Near the end of the twentieth century a debate exists over the question, to what extent are "economic pressures" and "family values" related? For the Haseltines in the last part of the nineteenth century such a question might have been surprising, if not downright absurd. Making a living, they might well have said, is essential to a cultivated life, even a moral life. Schooling, for example, was not so easily accomplished then as now. For the Haseltine children it was gained nevertheless, at some pains and expense. The younger children were transported to school in Springfield, the rural schools of their neighborhood being considered unsatisfactory. They then attended Drury College, founded in Springfield by a New England Yankee in the historic year 1870. (Eldest son Spurgheim had attended the University of Wisconsin before the family moved to Missouri.) Studying at Drury meant studying the liberal arts: Bachelor of Science degrees for Seward and Nellie; English for Lincoln; and English and music for Rosa. Vinnie, the youngest, attended the Springfield High School when it first opened in 1893, and took the College Preparatory curriculum. Seward and Sumner both went on to George Washington School of Law.

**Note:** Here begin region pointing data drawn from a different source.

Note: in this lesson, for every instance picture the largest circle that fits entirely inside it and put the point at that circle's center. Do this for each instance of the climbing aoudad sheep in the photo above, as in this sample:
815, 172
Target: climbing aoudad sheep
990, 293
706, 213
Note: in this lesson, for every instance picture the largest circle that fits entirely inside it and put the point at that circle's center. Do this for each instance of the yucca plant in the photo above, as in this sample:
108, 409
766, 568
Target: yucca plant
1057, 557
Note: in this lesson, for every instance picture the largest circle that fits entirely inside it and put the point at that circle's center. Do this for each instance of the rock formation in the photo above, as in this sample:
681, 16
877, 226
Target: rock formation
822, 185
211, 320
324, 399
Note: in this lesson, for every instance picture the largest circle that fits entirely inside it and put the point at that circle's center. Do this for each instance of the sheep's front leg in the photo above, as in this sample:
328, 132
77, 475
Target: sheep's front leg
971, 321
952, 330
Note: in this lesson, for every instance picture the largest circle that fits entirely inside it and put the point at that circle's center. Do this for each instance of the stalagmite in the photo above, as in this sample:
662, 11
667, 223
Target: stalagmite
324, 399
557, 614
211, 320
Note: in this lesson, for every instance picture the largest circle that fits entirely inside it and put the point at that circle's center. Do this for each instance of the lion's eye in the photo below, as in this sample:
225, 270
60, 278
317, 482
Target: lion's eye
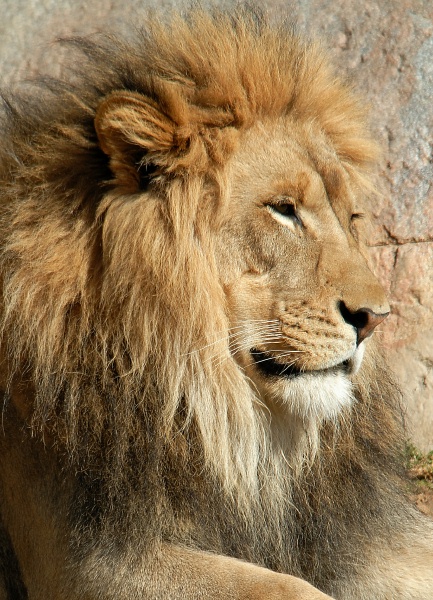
354, 224
287, 210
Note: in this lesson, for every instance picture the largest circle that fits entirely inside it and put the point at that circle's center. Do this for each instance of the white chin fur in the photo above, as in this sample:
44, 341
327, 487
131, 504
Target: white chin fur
316, 395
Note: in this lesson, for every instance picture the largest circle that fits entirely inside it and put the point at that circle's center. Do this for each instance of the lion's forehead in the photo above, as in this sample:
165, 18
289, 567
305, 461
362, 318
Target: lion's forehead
298, 162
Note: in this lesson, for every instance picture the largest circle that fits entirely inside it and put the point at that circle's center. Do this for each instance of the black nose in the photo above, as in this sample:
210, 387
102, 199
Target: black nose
364, 320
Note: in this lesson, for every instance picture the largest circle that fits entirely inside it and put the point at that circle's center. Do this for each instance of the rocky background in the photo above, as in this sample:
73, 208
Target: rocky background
386, 48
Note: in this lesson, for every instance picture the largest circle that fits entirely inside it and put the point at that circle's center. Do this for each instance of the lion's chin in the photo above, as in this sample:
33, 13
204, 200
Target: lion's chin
320, 395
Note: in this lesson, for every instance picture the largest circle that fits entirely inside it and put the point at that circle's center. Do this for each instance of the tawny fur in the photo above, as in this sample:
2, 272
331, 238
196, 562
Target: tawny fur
113, 312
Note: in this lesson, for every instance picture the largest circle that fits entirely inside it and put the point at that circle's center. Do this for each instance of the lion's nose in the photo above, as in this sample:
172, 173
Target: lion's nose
364, 320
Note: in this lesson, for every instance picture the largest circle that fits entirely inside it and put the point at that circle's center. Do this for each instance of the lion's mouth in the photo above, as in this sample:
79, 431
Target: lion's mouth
270, 367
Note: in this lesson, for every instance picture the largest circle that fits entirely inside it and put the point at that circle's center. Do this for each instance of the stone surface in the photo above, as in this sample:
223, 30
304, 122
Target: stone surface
387, 49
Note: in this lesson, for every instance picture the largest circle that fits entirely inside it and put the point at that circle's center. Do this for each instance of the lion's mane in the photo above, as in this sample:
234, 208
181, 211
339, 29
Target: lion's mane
113, 315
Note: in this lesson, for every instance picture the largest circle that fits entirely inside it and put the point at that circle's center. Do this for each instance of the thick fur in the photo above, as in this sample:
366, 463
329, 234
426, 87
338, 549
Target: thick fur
124, 410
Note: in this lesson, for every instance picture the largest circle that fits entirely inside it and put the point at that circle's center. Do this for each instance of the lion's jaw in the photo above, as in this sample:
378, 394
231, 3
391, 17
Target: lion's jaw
292, 269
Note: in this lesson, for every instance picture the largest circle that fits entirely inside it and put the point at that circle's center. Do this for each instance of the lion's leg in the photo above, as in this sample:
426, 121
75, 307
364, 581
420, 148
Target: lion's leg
177, 573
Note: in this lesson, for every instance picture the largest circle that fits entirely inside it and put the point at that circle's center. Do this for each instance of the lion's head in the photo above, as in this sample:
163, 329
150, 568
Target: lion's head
180, 250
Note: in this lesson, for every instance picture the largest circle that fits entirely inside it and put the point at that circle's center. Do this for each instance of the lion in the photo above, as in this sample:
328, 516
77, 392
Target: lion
194, 405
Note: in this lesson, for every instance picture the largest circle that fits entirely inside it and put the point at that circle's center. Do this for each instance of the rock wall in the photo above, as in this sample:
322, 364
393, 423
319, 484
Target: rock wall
387, 49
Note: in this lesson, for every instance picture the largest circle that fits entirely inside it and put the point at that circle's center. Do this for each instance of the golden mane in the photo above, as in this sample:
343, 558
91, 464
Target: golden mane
111, 306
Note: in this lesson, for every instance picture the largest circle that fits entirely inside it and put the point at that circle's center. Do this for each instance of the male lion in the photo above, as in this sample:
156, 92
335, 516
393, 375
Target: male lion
185, 308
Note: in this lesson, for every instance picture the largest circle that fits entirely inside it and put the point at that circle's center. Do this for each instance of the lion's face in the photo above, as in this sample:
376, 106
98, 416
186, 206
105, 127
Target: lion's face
300, 296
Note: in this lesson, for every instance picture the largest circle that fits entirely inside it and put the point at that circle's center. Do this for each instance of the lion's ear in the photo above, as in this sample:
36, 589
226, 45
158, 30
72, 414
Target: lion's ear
135, 134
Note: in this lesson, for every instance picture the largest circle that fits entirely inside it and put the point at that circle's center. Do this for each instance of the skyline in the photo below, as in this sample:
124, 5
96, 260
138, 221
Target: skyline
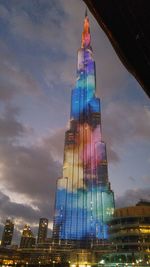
39, 42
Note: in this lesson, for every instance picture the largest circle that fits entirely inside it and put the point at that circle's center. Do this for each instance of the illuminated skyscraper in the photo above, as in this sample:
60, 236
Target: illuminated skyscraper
27, 238
7, 233
42, 232
84, 201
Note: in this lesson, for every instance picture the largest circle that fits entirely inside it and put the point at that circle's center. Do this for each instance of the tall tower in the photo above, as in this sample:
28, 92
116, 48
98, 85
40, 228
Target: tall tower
7, 233
84, 201
42, 232
27, 238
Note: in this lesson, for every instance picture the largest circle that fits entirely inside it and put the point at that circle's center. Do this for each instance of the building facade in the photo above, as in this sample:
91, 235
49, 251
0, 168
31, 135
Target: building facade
130, 236
42, 232
27, 238
84, 200
7, 233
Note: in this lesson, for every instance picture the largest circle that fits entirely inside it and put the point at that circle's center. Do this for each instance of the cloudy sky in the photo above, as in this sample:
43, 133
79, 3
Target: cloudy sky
38, 53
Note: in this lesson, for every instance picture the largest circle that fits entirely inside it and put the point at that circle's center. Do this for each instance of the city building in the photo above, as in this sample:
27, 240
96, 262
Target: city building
42, 232
84, 201
27, 238
7, 233
130, 236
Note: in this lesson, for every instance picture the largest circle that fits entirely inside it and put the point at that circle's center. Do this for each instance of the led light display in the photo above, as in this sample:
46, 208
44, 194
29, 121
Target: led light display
84, 201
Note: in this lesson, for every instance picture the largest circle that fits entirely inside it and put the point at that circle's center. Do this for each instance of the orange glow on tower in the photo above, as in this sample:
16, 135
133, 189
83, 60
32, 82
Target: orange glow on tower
86, 37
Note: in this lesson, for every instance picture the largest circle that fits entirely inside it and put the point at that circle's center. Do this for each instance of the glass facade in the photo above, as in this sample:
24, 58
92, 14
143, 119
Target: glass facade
84, 201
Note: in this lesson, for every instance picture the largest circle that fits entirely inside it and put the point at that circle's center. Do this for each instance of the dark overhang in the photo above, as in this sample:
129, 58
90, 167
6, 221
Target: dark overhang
127, 25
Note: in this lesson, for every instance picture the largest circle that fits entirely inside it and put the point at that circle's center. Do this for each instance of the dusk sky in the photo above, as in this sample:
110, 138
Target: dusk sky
38, 54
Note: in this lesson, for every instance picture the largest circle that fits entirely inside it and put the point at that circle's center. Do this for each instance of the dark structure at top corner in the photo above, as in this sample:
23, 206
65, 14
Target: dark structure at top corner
127, 25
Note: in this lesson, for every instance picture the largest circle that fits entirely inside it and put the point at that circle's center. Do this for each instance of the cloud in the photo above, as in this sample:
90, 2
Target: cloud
10, 127
131, 197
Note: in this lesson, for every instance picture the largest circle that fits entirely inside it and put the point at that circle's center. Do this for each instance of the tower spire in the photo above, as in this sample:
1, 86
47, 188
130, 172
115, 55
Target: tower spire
85, 12
86, 37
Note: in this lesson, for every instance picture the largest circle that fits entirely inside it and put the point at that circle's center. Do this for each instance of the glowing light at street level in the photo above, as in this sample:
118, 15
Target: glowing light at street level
84, 200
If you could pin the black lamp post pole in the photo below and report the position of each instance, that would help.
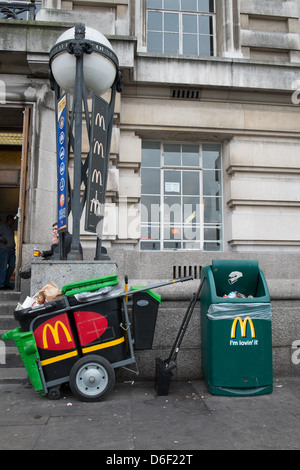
(80, 46)
(77, 47)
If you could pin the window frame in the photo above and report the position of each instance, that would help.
(154, 228)
(180, 33)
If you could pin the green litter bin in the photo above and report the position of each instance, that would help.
(236, 335)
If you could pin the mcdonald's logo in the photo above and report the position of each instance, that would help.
(54, 331)
(243, 327)
(55, 334)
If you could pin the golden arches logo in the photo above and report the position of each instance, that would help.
(54, 331)
(243, 326)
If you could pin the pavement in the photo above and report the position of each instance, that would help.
(133, 418)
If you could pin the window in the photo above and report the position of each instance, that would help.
(181, 202)
(180, 27)
(19, 10)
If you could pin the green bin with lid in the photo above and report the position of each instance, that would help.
(236, 332)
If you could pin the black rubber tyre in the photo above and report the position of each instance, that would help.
(91, 378)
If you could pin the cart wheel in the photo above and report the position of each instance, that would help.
(91, 378)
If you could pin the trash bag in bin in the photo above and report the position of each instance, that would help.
(236, 333)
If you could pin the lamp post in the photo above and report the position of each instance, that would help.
(82, 61)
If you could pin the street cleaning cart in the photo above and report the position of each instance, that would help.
(81, 338)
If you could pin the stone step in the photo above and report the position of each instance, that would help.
(11, 365)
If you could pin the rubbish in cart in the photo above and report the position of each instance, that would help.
(79, 339)
(163, 371)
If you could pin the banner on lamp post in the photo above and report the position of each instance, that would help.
(98, 165)
(62, 164)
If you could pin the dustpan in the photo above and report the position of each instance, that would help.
(164, 368)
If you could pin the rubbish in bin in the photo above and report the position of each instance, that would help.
(163, 370)
(236, 333)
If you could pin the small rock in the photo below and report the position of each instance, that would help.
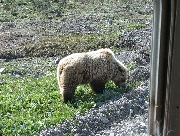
(2, 70)
(111, 134)
(104, 120)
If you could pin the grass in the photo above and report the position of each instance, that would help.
(30, 105)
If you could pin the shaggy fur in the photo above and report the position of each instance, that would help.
(95, 68)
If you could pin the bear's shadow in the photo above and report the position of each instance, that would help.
(86, 98)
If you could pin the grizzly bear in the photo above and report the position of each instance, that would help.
(95, 68)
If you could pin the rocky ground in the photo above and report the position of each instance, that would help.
(126, 114)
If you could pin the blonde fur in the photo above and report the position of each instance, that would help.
(95, 67)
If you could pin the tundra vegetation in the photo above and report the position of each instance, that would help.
(34, 33)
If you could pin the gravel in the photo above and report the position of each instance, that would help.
(125, 114)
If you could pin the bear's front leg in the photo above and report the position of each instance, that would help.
(97, 86)
(68, 94)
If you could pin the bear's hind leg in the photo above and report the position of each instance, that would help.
(68, 95)
(97, 86)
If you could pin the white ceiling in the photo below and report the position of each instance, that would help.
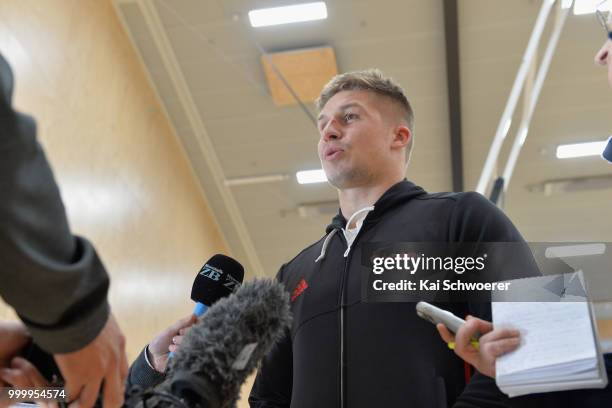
(230, 127)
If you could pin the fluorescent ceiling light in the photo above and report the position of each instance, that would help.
(588, 6)
(575, 250)
(580, 149)
(288, 14)
(311, 176)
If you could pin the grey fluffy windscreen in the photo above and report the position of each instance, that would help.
(258, 312)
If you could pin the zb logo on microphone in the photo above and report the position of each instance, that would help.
(211, 272)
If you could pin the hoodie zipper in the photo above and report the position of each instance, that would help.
(343, 288)
(342, 313)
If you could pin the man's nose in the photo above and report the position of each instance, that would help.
(331, 131)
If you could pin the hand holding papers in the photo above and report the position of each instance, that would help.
(559, 348)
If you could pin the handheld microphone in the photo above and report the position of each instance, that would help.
(219, 277)
(223, 348)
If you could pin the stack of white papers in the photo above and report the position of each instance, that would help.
(559, 347)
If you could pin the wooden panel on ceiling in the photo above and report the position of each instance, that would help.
(306, 70)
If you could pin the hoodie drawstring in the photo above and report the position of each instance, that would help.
(325, 244)
(333, 232)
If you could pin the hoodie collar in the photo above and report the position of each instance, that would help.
(397, 194)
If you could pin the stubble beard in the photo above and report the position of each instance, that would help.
(347, 178)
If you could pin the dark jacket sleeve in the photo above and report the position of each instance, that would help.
(273, 384)
(53, 279)
(477, 220)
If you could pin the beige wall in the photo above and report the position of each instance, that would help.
(122, 172)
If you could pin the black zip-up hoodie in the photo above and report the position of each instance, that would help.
(342, 352)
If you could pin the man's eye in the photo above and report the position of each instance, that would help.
(350, 116)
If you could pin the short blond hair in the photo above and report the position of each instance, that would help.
(372, 80)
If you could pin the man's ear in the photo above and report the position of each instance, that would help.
(401, 136)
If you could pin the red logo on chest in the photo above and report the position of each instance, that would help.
(297, 291)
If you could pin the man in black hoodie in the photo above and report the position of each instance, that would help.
(342, 351)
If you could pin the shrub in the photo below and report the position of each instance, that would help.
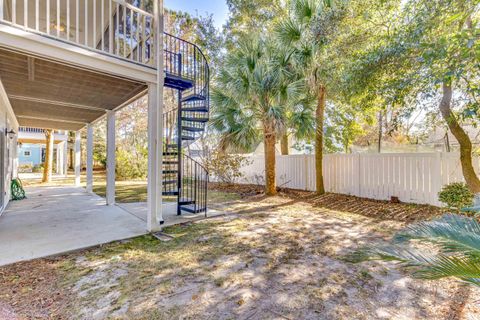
(456, 195)
(226, 167)
(25, 167)
(131, 165)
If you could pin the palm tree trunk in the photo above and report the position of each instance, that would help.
(320, 115)
(269, 142)
(47, 166)
(284, 144)
(462, 137)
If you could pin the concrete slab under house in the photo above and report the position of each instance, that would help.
(67, 64)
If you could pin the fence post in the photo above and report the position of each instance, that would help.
(437, 177)
(359, 175)
(305, 170)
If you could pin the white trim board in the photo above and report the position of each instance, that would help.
(5, 101)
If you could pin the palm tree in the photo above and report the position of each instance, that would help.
(456, 238)
(306, 30)
(254, 88)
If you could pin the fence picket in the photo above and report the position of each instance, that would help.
(415, 178)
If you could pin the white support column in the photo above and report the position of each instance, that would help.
(60, 158)
(57, 157)
(110, 158)
(155, 130)
(65, 157)
(154, 189)
(77, 158)
(89, 158)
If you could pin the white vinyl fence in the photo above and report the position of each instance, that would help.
(412, 177)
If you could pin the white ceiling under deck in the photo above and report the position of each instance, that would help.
(46, 94)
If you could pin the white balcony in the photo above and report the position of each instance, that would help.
(36, 135)
(112, 27)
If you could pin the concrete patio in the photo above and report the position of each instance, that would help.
(54, 220)
(62, 218)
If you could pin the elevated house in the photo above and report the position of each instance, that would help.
(32, 148)
(65, 64)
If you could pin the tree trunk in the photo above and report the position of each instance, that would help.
(463, 139)
(320, 115)
(47, 166)
(284, 144)
(269, 142)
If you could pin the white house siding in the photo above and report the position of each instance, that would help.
(8, 170)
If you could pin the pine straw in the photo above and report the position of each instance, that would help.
(382, 210)
(34, 287)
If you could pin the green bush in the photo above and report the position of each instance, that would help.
(226, 167)
(456, 195)
(131, 165)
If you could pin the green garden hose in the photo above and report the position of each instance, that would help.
(18, 193)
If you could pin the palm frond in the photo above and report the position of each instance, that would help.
(456, 251)
(453, 233)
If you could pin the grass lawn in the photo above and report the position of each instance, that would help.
(125, 191)
(282, 257)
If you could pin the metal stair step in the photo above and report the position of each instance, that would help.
(193, 97)
(191, 208)
(170, 193)
(192, 129)
(194, 119)
(195, 109)
(186, 202)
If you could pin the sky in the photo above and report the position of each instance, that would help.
(218, 8)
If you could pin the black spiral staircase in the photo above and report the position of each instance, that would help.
(186, 71)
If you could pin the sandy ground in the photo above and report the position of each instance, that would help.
(270, 258)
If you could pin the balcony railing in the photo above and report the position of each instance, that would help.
(113, 27)
(38, 130)
(31, 130)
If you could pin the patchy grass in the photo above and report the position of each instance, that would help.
(125, 191)
(270, 258)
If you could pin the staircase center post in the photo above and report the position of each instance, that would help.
(179, 141)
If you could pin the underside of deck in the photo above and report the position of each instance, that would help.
(47, 94)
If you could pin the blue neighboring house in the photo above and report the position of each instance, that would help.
(32, 154)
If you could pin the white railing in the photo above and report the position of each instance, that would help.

Notwithstanding urban educations, six of the nine children as adults made their homes among the orchards, as did at least three of their children. Five of those dwellings remain today, together with a number of immense stone apple storage barns, now mostly in ruins. In 1996, all will be nominated to the National Register of Historic Places as the Haseltine Orchards Historic Area.

Haseltine-Dreyfus house, 1897.
Haseltine Station apple storage and shipping shed. Car siding ran along side of building. Main tracks, Frisco railroad (now Burlington Northern), foreground.